# California People! Moving Tortoises!



## New Desert Tortoise Mommy (Nov 16, 2013)

People in California please respond. I live in Cali, and we have Desert Tortoises. They are legally registered and have there own number and everything. My question is me and my boyfriend are starting to talk about future plans for 2 years or later. He wants to join the military doesnt know where to be based at if he can pick. What places if we can still meet the Desert tortoise habitat can we go? please be nice thank you


----------



## DevilsLettuce (Nov 16, 2013)

Your DTs are welcome to come live with me. I'm located in California


----------



## Laura (Nov 16, 2013)

not sure what you are asking... but you cant take them out of calif.. so that limits places for moving with Military.. 
Finding a home for them.. should be easy-ish.. here.. 
Lots of ca members and lots of DT homes.. 
good luck with decision.


----------



## BeeBee*BeeLeaves (Nov 16, 2013)

I think just California for the tortoises. As for your honey, I don't think our servicemen can pick where they go, do they?


----------



## ascott (Nov 16, 2013)

> meet the Desert tortoise habitat



California (southern), Nevada, Arizona...these are all like areas/states that a variety of Desert Torts (Gopherus) can and do live ...good luck on your new adventure...


----------



## New Desert Tortoise Mommy (Nov 16, 2013)

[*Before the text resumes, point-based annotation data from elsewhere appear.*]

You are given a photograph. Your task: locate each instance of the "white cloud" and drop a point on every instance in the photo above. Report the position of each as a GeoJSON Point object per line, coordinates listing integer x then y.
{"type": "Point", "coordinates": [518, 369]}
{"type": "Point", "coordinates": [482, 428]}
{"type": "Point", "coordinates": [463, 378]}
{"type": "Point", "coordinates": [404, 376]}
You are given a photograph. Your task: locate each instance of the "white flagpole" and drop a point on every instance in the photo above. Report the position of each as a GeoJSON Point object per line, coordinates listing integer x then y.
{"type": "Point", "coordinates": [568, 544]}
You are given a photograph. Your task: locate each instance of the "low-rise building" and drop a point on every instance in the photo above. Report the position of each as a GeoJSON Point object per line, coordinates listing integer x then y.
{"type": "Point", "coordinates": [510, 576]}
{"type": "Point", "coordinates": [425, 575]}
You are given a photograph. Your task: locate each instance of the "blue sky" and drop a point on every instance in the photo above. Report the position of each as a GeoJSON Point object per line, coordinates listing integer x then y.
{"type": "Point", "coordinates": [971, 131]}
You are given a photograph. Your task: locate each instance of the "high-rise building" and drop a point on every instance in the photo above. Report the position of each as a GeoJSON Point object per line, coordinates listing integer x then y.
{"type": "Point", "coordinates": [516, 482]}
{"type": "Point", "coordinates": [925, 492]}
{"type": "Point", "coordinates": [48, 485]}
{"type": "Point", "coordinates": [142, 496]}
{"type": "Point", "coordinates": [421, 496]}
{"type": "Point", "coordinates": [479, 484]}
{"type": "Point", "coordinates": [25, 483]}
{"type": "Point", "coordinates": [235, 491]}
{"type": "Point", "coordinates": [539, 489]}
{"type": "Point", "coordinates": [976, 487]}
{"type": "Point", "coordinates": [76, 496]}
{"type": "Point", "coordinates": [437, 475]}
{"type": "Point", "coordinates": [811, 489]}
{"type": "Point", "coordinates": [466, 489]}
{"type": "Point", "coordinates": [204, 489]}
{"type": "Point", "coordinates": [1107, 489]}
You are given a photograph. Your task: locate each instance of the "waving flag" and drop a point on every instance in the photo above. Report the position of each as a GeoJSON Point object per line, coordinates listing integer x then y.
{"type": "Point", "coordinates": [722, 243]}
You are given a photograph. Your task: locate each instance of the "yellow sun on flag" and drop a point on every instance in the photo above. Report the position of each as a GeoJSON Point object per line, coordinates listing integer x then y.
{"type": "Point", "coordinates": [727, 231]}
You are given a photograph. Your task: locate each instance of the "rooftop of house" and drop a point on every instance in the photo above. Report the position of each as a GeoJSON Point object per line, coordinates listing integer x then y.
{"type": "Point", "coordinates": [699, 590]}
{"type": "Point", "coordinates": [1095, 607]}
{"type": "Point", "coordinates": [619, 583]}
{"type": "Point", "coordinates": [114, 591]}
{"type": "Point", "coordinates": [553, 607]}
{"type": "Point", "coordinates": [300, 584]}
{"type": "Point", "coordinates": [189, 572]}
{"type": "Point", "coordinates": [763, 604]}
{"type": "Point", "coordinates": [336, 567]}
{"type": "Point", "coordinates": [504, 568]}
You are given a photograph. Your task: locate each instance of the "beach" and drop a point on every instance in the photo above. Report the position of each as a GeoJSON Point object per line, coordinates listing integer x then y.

thank you all and no i never want to give our babies up we love them to much, if he gets stationed somewhere out of Cali then i think ima stay here with them. Unless something happens where as long as i stay in Nevada or Arizona or something like that I can take them. As for military you get to put down your top 3 or 4 places you would like to stay then they pick for you. and are you all sure I cant take them out of California even its a State like Arizona or Nevada? its not for another 2 years after college


----------



## Tom (Nov 16, 2013)

You cannot legally take a CDT out of CA.


----------



## AustinASU (Nov 16, 2013)

You absolutely can not take them out of the state unless you plan on going to jail.


----------



## Jacqui (Nov 17, 2013)

Tom said:


> You cannot legally take a CDT out of CA.



Yeppers.


----------



## New Desert Tortoise Mommy (Nov 17, 2013)

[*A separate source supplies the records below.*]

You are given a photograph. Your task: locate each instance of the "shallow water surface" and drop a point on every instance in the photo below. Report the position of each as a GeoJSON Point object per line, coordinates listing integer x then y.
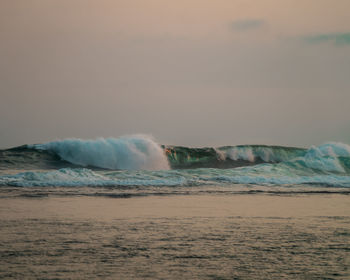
{"type": "Point", "coordinates": [190, 237]}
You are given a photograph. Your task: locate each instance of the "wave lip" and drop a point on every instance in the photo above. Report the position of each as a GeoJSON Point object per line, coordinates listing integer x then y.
{"type": "Point", "coordinates": [138, 152]}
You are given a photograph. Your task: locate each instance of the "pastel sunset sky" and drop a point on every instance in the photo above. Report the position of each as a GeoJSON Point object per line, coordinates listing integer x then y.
{"type": "Point", "coordinates": [194, 73]}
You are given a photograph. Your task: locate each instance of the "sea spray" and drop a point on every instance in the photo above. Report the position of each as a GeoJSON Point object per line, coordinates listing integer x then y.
{"type": "Point", "coordinates": [138, 152]}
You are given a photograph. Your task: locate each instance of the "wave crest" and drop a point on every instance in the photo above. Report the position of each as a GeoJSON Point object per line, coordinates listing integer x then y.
{"type": "Point", "coordinates": [138, 152]}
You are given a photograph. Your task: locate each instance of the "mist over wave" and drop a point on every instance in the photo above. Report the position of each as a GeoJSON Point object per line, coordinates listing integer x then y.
{"type": "Point", "coordinates": [139, 152]}
{"type": "Point", "coordinates": [140, 161]}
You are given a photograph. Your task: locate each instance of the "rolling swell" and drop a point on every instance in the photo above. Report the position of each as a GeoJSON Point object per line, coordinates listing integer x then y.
{"type": "Point", "coordinates": [138, 153]}
{"type": "Point", "coordinates": [99, 163]}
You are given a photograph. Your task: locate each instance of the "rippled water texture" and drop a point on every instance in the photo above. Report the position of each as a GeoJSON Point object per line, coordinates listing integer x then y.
{"type": "Point", "coordinates": [192, 237]}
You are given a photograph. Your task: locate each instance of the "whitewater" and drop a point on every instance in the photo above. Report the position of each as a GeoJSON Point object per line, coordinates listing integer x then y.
{"type": "Point", "coordinates": [138, 165]}
{"type": "Point", "coordinates": [132, 208]}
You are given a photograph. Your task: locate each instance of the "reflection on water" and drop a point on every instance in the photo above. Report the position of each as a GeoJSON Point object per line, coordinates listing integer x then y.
{"type": "Point", "coordinates": [174, 247]}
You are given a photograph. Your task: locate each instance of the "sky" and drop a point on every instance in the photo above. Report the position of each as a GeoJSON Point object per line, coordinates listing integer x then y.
{"type": "Point", "coordinates": [188, 72]}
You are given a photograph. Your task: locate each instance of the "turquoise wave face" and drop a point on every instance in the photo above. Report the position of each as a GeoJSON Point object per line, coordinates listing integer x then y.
{"type": "Point", "coordinates": [148, 163]}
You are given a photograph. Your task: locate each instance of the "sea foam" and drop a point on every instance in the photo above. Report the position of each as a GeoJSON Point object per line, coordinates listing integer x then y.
{"type": "Point", "coordinates": [137, 152]}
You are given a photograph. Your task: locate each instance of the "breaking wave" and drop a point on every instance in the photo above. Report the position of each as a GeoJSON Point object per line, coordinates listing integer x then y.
{"type": "Point", "coordinates": [140, 161]}
{"type": "Point", "coordinates": [130, 152]}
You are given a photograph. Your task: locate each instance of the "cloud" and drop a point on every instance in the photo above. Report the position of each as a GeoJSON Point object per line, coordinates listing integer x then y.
{"type": "Point", "coordinates": [247, 24]}
{"type": "Point", "coordinates": [335, 38]}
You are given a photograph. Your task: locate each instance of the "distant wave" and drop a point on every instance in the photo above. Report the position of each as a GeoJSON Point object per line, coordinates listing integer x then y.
{"type": "Point", "coordinates": [146, 163]}
{"type": "Point", "coordinates": [138, 152]}
{"type": "Point", "coordinates": [141, 152]}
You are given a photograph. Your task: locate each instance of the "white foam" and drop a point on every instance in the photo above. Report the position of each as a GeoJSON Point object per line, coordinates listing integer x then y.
{"type": "Point", "coordinates": [138, 152]}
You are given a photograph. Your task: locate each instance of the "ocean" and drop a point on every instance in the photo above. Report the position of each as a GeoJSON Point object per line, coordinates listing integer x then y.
{"type": "Point", "coordinates": [130, 208]}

Okay looks like we will have to start planning around them  thank u all


----------



## BeeBee*BeeLeaves (Nov 17, 2013)

It's still 2 years of planning for you, but remember that if need be, there might be some TFO members, myself included, that would be able to foster your babies while your hubby does his service and if he/you are stationed away from California. So when and if that happens, and if it becomes necessary, just give a holler to us here. It's a way for some of us to help support you both, for his service. : )


----------



## New Desert Tortoise Mommy (Nov 17, 2013)

Thank u very much  I appreciate it all!!


----------



## ascott (Nov 17, 2013)

> You cannot_ legally_ take a CDT out of CA.



True. Interesting though how well they do in other places.... Especially like Arizona and Nevada....hmmm.


----------



## bigred (Nov 17, 2013)

AustinASU said:


> You absolutely can not take them out of the state unless you plan on going to jail.



Jail is over rated really




ascott said:


> > You cannot_ legally_ take a CDT out of CA.
> 
> 
> 
> True. Interesting though how well they do in other places.... Especially like Arizona and Nevada....hmmm.



Angela you are a true rebel at heart, I think thats why I like you so much


----------



## Grandpa Turtle 144 (Nov 17, 2013)

And please don't forget the finds , court 
Costs , and lawyers fees


----------



## New Desert Tortoise Mommy (Nov 17, 2013)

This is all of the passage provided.